Une ramification s’écarta des prisonniers pour onduler vers Brett. Des filaments arborescents se hissèrent jusqu’à son visage qu’ils entourèrent délicatement.

Brett entendit un sifflement. C’était celui du vent contre la coque, mais dissocié, chaque composante tonale séparément identifiable. Il sentait tous ses sens amplifiés. Le contact des parois, des personnes qui l’entouraient… beaucoup de personnes… des milliers… Il perçut alors la présence de Scudi, avec ses pensées distinctes, comme un don que lui faisait le varech. Bushka également était là, en extase, buvant à l’immense réservoir de la mémoire du varech.
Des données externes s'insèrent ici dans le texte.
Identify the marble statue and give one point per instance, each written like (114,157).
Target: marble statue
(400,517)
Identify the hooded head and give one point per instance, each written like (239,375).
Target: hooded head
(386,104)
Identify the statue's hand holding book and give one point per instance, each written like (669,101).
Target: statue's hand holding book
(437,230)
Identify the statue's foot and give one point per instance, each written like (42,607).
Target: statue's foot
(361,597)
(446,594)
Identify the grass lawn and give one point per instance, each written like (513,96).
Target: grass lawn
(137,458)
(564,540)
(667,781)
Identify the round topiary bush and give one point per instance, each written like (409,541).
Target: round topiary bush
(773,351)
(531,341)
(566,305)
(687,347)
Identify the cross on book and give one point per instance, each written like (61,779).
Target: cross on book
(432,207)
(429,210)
Un paradis pour un historien : l’histoire à la source.


Scudi parla à l’intérieur de sa tête : « La fusée est lancée. Elle va récupérer les caissons. »

Brett la vit lui aussi, traînée de feu ascendante qui embrasa la couverture de nuages et devint une simple lueur orange contre le gris du ciel avant de disparaître entièrement. Accompagnant cette vision, il y avait une grande interrogation, une curiosité profonde qui n’était pas humaine. La fusée, dans cette pensée, était un merveilleux objet d’anticipation, lancé à la découverte d’immenses surprises.
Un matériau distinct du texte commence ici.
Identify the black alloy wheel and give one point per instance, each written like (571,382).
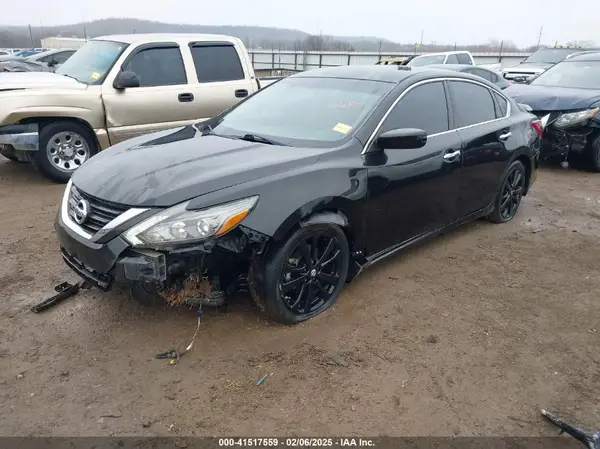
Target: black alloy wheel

La pensée et la vision une fois disparues, Brett se retrouva assis sur le pont dans la coursive de l’hydroptère, le regard tourné vers la soute. Bushka était là, adossé à la paroi en train de sangloter. Le reste de la soute était vide et le varech avait disparu.

A ce moment-là, Brett entendit les autres. La voix de Scudi lui parvint, anormalement forte.


- Brett ? Tout va bien ?


Il se remit debout. Scudi était là, suivie des autres, mais Brett n’avait d’yeux que pour elle.


- Tant que tu es à mes côtés, dit-il, tout ne peut qu’aller bien.